By Tom Olsen tolsen@duluthnews.com

Located atop a steep hill overlooking West Duluth, Bayview Heights is largely isolated from the rest of the city. But it serves as Duluth’s front door, offering picturesque views of the city and harbor below as travelers follow scenic Skyline Parkway or descend Thompson Hill along northbound Interstate 35.

One could be excused for mistaking this western neighborhood as part of Proctor. In fact, residents send their children to Proctor schools, including the neighborhood’s namesake Bay View Elementary School.

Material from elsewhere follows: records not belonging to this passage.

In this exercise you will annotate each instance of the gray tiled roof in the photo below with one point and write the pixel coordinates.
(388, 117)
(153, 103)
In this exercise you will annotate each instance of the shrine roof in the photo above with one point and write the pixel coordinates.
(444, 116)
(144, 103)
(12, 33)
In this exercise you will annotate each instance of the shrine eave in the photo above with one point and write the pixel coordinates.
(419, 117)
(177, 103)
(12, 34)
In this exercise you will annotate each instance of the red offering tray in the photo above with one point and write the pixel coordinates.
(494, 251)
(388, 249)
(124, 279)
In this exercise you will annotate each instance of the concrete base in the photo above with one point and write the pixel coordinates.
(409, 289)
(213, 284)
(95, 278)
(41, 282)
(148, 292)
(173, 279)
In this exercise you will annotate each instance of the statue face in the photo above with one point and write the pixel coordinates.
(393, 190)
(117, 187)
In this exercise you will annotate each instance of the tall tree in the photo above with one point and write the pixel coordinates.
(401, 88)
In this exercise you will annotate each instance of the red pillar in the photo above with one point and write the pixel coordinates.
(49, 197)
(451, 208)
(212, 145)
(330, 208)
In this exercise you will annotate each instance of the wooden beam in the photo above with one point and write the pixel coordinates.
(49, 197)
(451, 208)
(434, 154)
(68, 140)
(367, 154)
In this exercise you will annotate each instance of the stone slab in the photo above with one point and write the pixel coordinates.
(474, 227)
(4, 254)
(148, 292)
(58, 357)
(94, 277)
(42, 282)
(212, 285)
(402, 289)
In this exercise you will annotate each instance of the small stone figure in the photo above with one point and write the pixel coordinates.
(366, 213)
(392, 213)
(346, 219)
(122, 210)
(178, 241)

For all practical purposes, Bayview Heights forms one larger community with Proctor — though the cities are officially divided by the appropriately named Boundary Avenue, which roughly connects the top of Spirit Mountain to the South St. Louis County Fairgrounds. Many neighborhood residents live in Zenith Terrace, the city’s largest manufactured-home park.

The neighborhood was first platted in the 1880s to accommodate anticipated growth in the fledgling industrial city of Duluth. But it never achieved significant population growth — perhaps in part due to its elevation — though the neighborhood did serve to accommodate rail yard workers in the neighboring city then still known as Proctorknott.

Today the neighborhood is mainly accessed via

U.S. Highway 2 or Vinland Street, but in its early days the commute was made by a lesser-known rail incline. Known by various names, including the Duluth Belt Line Railway, it began operation in 1889, carrying passengers 600 feet uphill from 61st Avenue West and Grand Avenue to 77th Avenue West and Vinland Street.

While the rail shuttered in 1916 as new transportation options emerged, its original path can still be seen more than a century later, with power lines now occupying the clearing.